Rod Dreher has waddled in late, his Tevas flapping, and taken to writing about Andrei Rublev, the great Russian (and Great Russian!) filmmaker Tarkovsky’s 1966 meditation on Russian history, Russian art, and Russian faith.
I’ve long criticized Dreher as a paleocon opportunist, a Johnny-come-lately who walks a path that stronger, better men broke long before he minced onto the scene, trailing the scents of the cosmopolitan Brooklyn in which he long made his home. (Among those scents: the funk of Borough Park dried whitefish, the tang of Atlantic Ave. curries, the stench of roast goat from Caribbean Day orgies.)
Dreher has had the luck, or cunning, to be not the first man on the paleocon scene, but the second. Because it’s never the pioneer who realizes worldly rewards from the new ground he uncovers. It’s rather the man—on the make, sniffing for the main chance—who follows that pioneer.
And so it is that Dreher is making a fine living writing top-selling books on paleocon themes, while the great genius progenitors of paleoconservatism struggle, if not in obscurity, at least in a tax bracket that Dreher must smirk at from his Louisiana redoubt.
Take the erudite scholar and super-successful academic Dr. Daniel Larison, for example.
Dr. Larison holds a tenured chair at Yale, and so has little to complain about. But this stern, snuffling gray eminence of Russo-American paleoconservatism, this omniscient intellectual giant who boldly broke the wood that that Dreher now carves—I wonder whether Dr.
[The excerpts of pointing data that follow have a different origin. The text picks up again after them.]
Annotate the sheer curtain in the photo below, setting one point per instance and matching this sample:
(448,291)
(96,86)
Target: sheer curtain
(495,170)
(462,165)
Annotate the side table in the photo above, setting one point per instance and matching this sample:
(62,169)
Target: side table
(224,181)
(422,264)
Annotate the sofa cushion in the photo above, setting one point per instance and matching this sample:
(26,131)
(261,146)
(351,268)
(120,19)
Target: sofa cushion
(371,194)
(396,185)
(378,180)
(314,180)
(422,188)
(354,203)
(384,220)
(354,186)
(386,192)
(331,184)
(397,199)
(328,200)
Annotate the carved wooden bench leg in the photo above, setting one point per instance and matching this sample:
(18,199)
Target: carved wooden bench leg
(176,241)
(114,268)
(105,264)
Larison doesn’t, after a hard afternoon’s laboring over Old Slavonic codices in his New Haven offices, ever begrudge Dreher the latter’s facility as a populizer of Larison’s own ideas. Or begrudge him the ease with which he—Dreher—can conjure a shekel out of our culture’s corrupt, unnourishing air.
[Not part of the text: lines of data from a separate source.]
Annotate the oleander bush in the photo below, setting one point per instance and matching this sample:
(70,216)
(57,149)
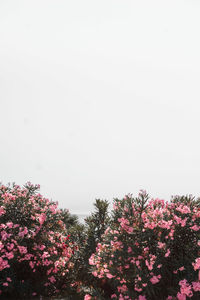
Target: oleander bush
(36,254)
(145,249)
(151,249)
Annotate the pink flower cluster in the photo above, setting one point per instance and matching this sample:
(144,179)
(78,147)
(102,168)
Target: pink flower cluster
(151,243)
(33,242)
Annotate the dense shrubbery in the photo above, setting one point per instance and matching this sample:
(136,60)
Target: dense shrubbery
(146,249)
(36,256)
(151,250)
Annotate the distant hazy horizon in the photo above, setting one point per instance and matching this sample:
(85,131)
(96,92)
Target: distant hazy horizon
(100,98)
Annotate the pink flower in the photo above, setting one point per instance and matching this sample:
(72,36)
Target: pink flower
(87,297)
(196,286)
(181,296)
(154,280)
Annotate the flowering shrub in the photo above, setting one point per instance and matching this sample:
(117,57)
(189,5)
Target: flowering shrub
(36,254)
(151,249)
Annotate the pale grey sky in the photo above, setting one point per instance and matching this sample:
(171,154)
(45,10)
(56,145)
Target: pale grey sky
(100,98)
But why am I talking about Dr. Larison? What about Mr. Harris?
The truth is that I’ve done my own part to bull a first path through forbidding snows. I was living the Benedict Option, and dedicating myself to Russian Orthodoxy and Russian imperialism and chauvinism, back when a pre-Orthodoxy Dreher was still an adept of the Sow of Rome and maybe, for all I know, even an apologist for the Sow’s pervert clergy.
I was also writing about Andrei Rublev long ago, probably before Dreher, a typical American provincial under his scrim of erudition, had even heard of it. (I cited it as evidence of the superiority of Russian culture over our denatured American “culture.”)
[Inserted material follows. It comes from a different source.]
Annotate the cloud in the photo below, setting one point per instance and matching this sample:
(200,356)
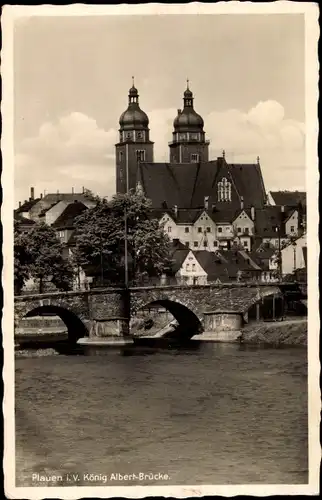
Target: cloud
(74,151)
And now Dreher—like Captain Antonov in the well-known Russian folktale about Syphilitic Porfiry’s adventures in Stinking Lyuba’s Pskov brothel—has been the “second man in.” He’ll probably land a book deal to write about Andrei Rublev—while I will not.
Yet Mother, hearing me kvetch (as Dreher might put it), offered me a cheering thought last night. We were in bed and she was “using her hand” in imitation of that nightly ministration that Russian peasant wives have traditionally offered their husbands after a hard day’s work (hard work on the wife’s part, that is). Grunting with exertion, she asked me: Shouldn’t I be proud that the Drehers of the world imitate me? That I function as something like an assignment desk for them? Aren’t I setting the agenda for American paleocon intellectual work? Isn’t there dignity in being first, even if obscurely? Aren’t I a sort of John the Baptist for the paleocon dispensation, prophetically spreading the early word?
I take her point. I need to come to terms with my fate. The Lord, in His wisdom, seems to have consigned me to a life of—in the words of St. Ignaty of Severo-Kolyma, patron saint of heroic NKVD agents—“squirting my seed in the first blooming soil of the March-tide.”